Hay seres que huelen a cosas ricas, y no me refiero a los perfumes que esconden nuestros olores, hablo de los olores que traen las evocaciones, seres que huelen a café recién hervido en las mañanas, a campo lluvioso, seres que huelen a lluvia menudita tras la ventana, a esos seres los recordamos, los evocamos, los añoramos y los extrañamos, y sus ausencias son una mezcla dulce y amarga de saberlos lejos pero a la vez felices, ¡y cómo quisiéramos encontrarlos nuevamente!, y sentarnos a hablar con ellos, y contarnos todo lo que ha sido de la vida mientras la distancia y el tiempo estuvieron presentes, y verlos partir nuevamente rogando al universo que ponga toda su disposición para hallarlos nuevamente en cualquier esquina de la vida.

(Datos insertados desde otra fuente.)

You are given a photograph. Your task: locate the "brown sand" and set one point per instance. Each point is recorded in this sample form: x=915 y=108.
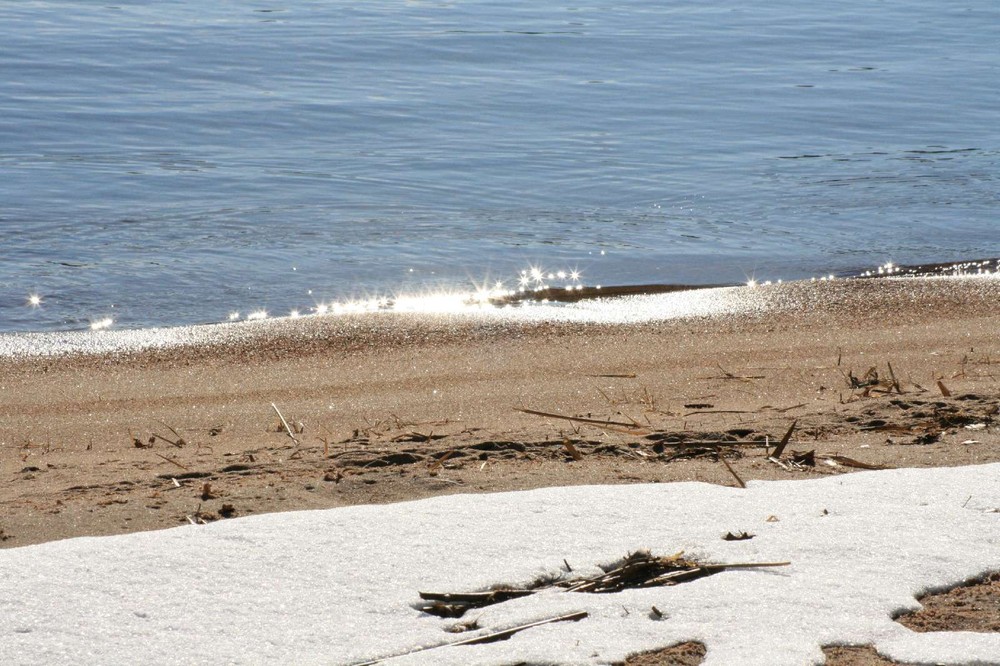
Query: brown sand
x=390 y=407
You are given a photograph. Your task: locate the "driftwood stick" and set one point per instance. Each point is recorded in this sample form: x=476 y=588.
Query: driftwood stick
x=507 y=633
x=780 y=448
x=578 y=419
x=284 y=423
x=731 y=470
x=487 y=638
x=171 y=461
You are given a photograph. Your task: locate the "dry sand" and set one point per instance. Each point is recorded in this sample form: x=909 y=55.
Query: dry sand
x=393 y=407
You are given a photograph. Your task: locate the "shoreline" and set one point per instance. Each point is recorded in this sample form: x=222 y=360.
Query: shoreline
x=389 y=407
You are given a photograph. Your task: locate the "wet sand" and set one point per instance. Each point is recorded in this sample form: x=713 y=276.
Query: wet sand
x=393 y=407
x=147 y=431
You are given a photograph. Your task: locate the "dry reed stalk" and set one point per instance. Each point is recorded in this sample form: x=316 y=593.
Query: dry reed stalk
x=171 y=461
x=578 y=419
x=731 y=470
x=285 y=423
x=780 y=448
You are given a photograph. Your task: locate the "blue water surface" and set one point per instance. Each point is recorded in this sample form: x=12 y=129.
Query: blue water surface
x=167 y=162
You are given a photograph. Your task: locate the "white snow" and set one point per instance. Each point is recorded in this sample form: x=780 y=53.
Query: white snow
x=341 y=586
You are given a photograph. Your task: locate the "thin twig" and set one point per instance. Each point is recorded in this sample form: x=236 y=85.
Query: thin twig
x=578 y=419
x=780 y=448
x=731 y=470
x=170 y=460
x=487 y=638
x=284 y=423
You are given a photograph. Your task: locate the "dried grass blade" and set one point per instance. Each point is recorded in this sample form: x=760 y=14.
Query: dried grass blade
x=778 y=450
x=284 y=423
x=731 y=470
x=578 y=419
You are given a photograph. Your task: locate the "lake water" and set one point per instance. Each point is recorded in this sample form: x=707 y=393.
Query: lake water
x=171 y=162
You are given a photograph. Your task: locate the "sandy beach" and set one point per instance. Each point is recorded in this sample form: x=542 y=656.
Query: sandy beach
x=375 y=408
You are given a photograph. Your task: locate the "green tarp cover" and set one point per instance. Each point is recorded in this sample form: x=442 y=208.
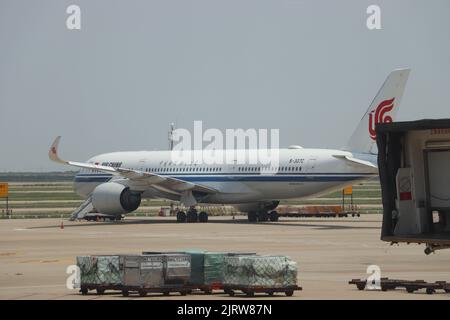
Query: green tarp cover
x=269 y=271
x=102 y=270
x=213 y=266
x=197 y=267
x=207 y=267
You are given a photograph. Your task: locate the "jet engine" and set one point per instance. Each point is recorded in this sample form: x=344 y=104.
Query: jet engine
x=256 y=206
x=114 y=198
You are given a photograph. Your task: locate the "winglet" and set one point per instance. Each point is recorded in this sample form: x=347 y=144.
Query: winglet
x=53 y=152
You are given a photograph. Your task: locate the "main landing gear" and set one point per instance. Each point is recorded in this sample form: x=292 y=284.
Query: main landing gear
x=262 y=216
x=192 y=216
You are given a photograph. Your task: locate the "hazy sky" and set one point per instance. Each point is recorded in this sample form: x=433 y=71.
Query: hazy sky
x=309 y=68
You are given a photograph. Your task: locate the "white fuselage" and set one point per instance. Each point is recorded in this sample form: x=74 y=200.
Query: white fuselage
x=302 y=173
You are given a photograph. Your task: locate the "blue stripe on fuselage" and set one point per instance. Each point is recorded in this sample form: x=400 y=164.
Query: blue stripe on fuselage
x=279 y=177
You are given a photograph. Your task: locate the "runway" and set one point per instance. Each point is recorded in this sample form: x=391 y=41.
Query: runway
x=34 y=253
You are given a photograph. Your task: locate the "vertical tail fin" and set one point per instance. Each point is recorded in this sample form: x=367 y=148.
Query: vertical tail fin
x=382 y=109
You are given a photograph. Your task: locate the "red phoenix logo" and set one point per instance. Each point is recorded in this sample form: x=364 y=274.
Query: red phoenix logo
x=380 y=116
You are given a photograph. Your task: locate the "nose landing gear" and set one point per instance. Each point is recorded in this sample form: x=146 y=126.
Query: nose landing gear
x=262 y=216
x=192 y=216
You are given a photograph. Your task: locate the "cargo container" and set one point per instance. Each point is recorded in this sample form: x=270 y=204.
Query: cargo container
x=268 y=274
x=104 y=272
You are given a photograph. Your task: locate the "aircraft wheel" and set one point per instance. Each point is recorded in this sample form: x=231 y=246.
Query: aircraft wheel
x=203 y=217
x=273 y=216
x=263 y=216
x=192 y=216
x=181 y=216
x=252 y=216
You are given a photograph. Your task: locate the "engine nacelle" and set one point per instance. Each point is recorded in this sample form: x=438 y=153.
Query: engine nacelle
x=114 y=198
x=256 y=206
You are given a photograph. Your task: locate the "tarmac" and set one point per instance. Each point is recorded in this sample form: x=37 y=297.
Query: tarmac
x=35 y=253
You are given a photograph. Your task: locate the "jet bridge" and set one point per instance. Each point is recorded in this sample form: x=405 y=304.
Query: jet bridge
x=414 y=168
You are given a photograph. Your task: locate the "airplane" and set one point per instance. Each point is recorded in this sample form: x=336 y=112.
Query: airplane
x=114 y=183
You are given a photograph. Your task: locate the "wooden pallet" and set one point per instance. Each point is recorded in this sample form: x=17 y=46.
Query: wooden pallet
x=409 y=285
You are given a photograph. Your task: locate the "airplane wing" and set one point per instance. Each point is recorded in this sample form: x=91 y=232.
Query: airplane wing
x=139 y=180
x=355 y=161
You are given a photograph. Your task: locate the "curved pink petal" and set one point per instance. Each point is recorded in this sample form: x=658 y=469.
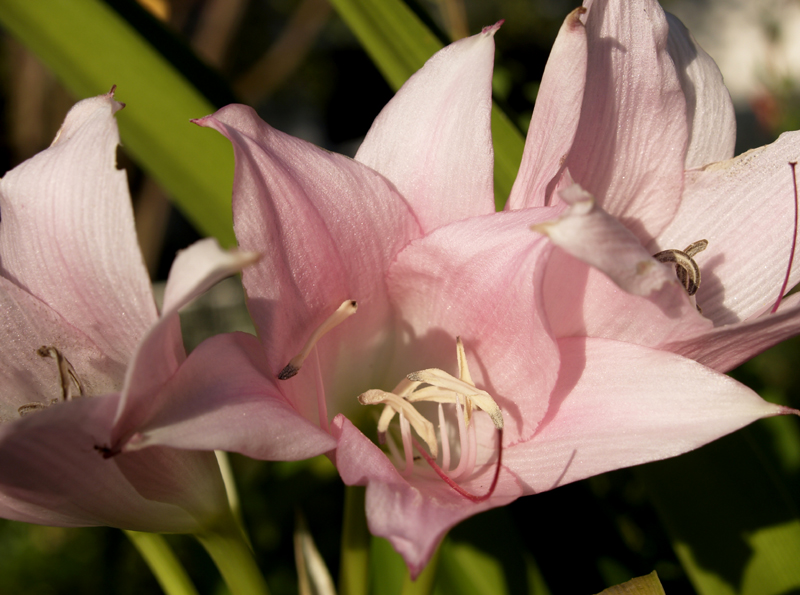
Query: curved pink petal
x=590 y=234
x=582 y=301
x=480 y=279
x=327 y=228
x=618 y=404
x=224 y=398
x=161 y=351
x=712 y=122
x=415 y=513
x=555 y=117
x=744 y=207
x=27 y=377
x=631 y=141
x=51 y=473
x=197 y=268
x=433 y=139
x=67 y=233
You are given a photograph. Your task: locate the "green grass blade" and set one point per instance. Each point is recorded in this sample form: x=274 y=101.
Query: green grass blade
x=90 y=48
x=731 y=514
x=399 y=43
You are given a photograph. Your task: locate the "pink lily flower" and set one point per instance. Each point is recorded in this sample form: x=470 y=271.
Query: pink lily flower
x=641 y=197
x=83 y=338
x=390 y=280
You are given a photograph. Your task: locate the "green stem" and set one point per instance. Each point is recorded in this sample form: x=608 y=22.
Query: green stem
x=234 y=559
x=354 y=569
x=162 y=562
x=230 y=490
x=426 y=579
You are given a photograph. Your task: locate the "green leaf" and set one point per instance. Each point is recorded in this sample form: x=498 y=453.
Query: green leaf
x=90 y=48
x=399 y=43
x=474 y=561
x=642 y=585
x=731 y=514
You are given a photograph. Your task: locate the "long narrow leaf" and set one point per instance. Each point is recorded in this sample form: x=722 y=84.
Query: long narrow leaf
x=731 y=515
x=90 y=48
x=399 y=44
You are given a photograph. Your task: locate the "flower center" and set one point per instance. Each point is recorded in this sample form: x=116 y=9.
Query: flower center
x=70 y=383
x=686 y=268
x=430 y=385
x=436 y=386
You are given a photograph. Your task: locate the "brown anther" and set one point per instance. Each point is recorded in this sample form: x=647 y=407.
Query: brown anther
x=686 y=268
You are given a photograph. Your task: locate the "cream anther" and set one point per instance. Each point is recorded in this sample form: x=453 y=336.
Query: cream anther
x=400 y=405
x=67 y=376
x=347 y=309
x=447 y=384
x=70 y=384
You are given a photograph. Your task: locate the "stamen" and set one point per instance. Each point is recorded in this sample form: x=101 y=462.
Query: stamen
x=463 y=440
x=347 y=309
x=68 y=381
x=405 y=434
x=474 y=396
x=28 y=408
x=463 y=367
x=422 y=426
x=445 y=440
x=67 y=376
x=793 y=165
x=442 y=388
x=685 y=267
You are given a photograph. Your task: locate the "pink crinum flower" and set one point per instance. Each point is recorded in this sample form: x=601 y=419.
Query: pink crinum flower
x=84 y=346
x=375 y=269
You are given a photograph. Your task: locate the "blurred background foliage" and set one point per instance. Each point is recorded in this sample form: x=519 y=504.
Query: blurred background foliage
x=723 y=519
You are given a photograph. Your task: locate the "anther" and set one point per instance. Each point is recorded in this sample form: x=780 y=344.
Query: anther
x=400 y=405
x=447 y=387
x=347 y=309
x=67 y=375
x=686 y=268
x=67 y=378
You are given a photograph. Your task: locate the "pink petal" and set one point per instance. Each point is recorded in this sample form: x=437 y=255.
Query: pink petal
x=327 y=228
x=555 y=117
x=581 y=301
x=25 y=376
x=481 y=280
x=223 y=398
x=67 y=233
x=433 y=140
x=590 y=234
x=631 y=141
x=161 y=351
x=712 y=122
x=51 y=473
x=197 y=268
x=412 y=514
x=618 y=404
x=725 y=347
x=745 y=209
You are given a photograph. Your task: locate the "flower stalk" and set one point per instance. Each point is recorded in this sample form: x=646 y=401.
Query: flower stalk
x=227 y=546
x=354 y=567
x=166 y=567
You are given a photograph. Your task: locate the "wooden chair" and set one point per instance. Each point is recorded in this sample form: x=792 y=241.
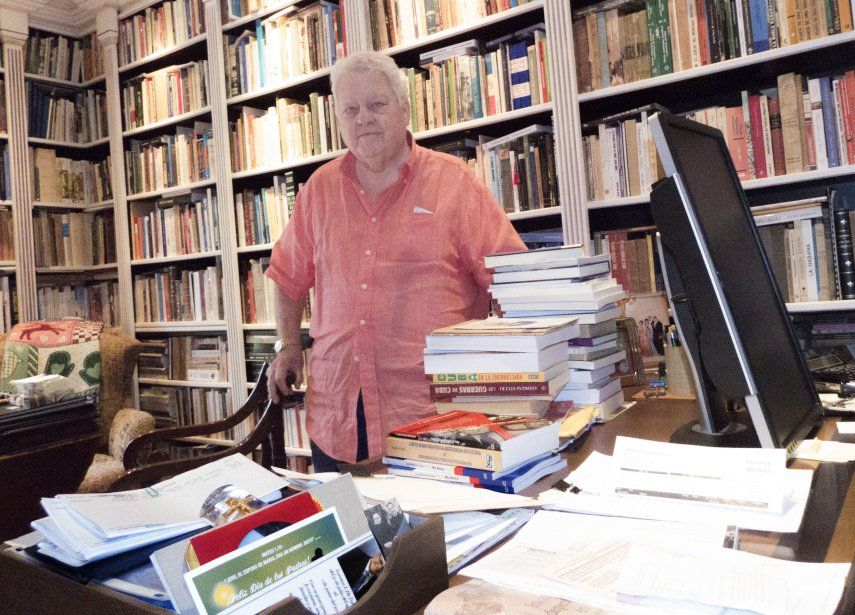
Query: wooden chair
x=268 y=432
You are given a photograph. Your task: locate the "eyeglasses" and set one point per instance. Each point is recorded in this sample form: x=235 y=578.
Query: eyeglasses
x=377 y=107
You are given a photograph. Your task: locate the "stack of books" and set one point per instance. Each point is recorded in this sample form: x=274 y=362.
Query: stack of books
x=564 y=282
x=499 y=365
x=500 y=453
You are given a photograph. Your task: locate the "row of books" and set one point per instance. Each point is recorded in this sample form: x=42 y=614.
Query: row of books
x=174 y=294
x=303 y=129
x=621 y=159
x=89 y=301
x=62 y=180
x=187 y=224
x=461 y=82
x=293 y=42
x=66 y=115
x=7 y=240
x=74 y=238
x=5 y=172
x=397 y=22
x=176 y=406
x=619 y=41
x=262 y=214
x=185 y=357
x=165 y=93
x=634 y=258
x=170 y=160
x=60 y=57
x=159 y=27
x=7 y=303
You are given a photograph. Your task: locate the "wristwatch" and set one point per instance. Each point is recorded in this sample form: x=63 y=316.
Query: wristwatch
x=286 y=342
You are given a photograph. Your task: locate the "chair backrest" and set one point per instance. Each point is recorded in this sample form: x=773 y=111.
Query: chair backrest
x=119 y=354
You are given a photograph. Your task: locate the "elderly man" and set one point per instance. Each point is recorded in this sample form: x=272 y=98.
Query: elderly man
x=392 y=238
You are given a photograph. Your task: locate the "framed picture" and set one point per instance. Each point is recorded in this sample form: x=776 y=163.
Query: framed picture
x=631 y=369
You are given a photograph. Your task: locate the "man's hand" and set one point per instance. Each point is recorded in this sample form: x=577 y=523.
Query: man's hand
x=288 y=361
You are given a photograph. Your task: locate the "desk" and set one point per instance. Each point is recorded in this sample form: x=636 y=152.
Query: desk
x=827 y=534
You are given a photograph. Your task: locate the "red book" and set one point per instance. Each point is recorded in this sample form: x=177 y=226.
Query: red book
x=777 y=136
x=224 y=539
x=757 y=136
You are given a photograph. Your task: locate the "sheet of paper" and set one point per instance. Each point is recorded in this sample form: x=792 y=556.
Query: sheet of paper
x=594 y=478
x=826 y=450
x=550 y=540
x=433 y=496
x=172 y=502
x=846 y=427
x=744 y=478
x=730 y=579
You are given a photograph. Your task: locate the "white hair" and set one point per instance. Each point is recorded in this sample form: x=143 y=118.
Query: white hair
x=364 y=61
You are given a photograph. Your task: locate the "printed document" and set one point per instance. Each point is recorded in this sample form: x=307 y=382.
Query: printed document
x=593 y=480
x=744 y=478
x=661 y=577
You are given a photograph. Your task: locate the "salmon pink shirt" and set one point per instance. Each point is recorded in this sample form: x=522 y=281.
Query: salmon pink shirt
x=386 y=272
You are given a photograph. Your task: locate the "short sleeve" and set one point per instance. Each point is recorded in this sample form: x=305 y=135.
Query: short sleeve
x=292 y=265
x=486 y=229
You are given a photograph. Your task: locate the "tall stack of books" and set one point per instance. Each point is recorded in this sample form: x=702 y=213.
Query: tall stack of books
x=500 y=453
x=499 y=365
x=564 y=282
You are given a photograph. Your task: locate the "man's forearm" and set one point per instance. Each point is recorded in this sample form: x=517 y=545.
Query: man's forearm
x=289 y=314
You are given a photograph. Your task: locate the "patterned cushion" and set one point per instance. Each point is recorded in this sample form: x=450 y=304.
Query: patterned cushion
x=69 y=347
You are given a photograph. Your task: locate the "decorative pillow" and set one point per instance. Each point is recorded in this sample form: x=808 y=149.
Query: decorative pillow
x=68 y=347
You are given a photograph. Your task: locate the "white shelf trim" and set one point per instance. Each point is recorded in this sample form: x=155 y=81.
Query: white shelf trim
x=140 y=196
x=163 y=53
x=170 y=121
x=175 y=259
x=196 y=384
x=719 y=67
x=442 y=35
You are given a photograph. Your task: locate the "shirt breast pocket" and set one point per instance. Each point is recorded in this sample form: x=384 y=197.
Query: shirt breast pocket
x=419 y=239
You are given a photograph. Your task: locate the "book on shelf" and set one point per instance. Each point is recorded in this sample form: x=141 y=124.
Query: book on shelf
x=304 y=128
x=158 y=28
x=622 y=41
x=61 y=57
x=502 y=334
x=292 y=42
x=175 y=226
x=164 y=93
x=55 y=179
x=74 y=238
x=174 y=294
x=261 y=215
x=170 y=161
x=66 y=114
x=89 y=301
x=474 y=440
x=495 y=361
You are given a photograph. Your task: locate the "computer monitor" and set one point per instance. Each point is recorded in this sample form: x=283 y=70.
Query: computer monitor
x=730 y=315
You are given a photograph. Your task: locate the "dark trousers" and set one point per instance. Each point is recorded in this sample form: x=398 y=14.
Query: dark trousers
x=324 y=463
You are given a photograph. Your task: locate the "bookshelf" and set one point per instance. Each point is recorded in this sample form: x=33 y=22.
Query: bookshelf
x=698 y=85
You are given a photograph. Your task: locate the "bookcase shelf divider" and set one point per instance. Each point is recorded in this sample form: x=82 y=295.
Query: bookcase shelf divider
x=13 y=32
x=225 y=202
x=107 y=24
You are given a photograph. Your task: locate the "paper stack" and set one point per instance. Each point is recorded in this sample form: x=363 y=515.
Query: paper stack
x=499 y=365
x=82 y=528
x=564 y=282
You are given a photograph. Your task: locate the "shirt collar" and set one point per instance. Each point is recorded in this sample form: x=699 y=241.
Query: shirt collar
x=349 y=161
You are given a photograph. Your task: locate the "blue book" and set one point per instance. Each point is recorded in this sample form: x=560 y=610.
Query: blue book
x=520 y=75
x=829 y=122
x=759 y=25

Esos seres que llamamos amigos y Dios les dice ángeles son mi mayor tesoro, no se cuentan ni se pesan, se sienten, se viven, se gozan y por supuesto también se sufren, a esos seres, congéneres míos y de mis sueños, camaradas de proyectos, compañeros de viaje, alcahuetas de mis aventuras, les ofrezco mis brazos abiertos, para abrazarlos y para que me abracen, y para dejarlos libres nuevamente, por que se que como las olas, van y vuelven, a veces trayendo entre su ir y venir tesoros que arrojan en mis playas. Tu eres uno de esos seres, y yo que ahora te veo partir, sonrío y doy gracias a Dios, a la casualidad y a la vida por habernos cruzado y guardo dentro de mi ser la esperanza de encontrarte luego en el momento más impensado para saludarte, abrazarte y contarte lo mucho que te he extrañado.